“When I told my wife, Debbie, the great news of my election as a fellow of the CHM, she responded with: ‘Great, now you’re officially a museum piece!’” van Dam said. “For me, it is an incredible honor to be inducted in the Pantheon of the computer age, to be in the company of so many giants of our field.”
Van Dam, who in 1966 received only the second Ph.D. ever awarded in the burgeoning field of computer science, joined the Brown faculty in applied math in 1965. He worked with colleagues John Savage and Peter Wegner to create Brown’s Department of Computer Science in 1979, and served as inaugural chair.
His work in computer graphics helped to redefine how people interact with computers. He was co-author of the 1982 textbook “Computer Graphics: Principles and Practice,” which was the dominant introductory text in computer graphics for decades and remains influential today. His work is widely recognized to have influenced computer-aided design systems and modern animated films. Having invited van Dam to the premiere of the blockbuster “Toy Story,” the late Apple and Pixar founder Steve Jobs presented van Dam with a book on the making of the film that included the inscription, “You made it so.”
In the late 1960s, van Dam and his students, in collaboration with colleague Ted Nelson, developed the Hypertext Editing System (HES), a revolutionary word processing system that used links and branching text to organize information. In the early 1970s, Van Dam used HES, and its successor FRESS, to create an early foray into the digital humanities — a course in which students used Brown’s room-sized mainframe computer to analyze poetry.
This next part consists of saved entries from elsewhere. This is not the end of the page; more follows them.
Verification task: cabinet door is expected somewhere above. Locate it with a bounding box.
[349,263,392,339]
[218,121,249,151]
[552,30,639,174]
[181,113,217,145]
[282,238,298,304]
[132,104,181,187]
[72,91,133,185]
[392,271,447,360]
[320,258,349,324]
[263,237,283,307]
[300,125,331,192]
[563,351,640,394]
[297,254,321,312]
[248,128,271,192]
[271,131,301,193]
The class “foreshadowed wikis, blogs and communal documents of all kinds,” van Dam said.
Van Dam has taught thousands of students during his time at Brown, many of whom have gone on to become prominent computer scientists as well as leaders at companies like Pixar, Microsoft, Adobe and others. Van Dam later served as Brown's first vice president for research from 2002 to 2006.
In becoming a CHS fellow, van Dam joins NASA mathematician and "hidden figure" Katherine Johnson, World Wide Web creator Tim Berners-Lee, software pioneer Rear Admiral Grace Hopper and other computing luminaries.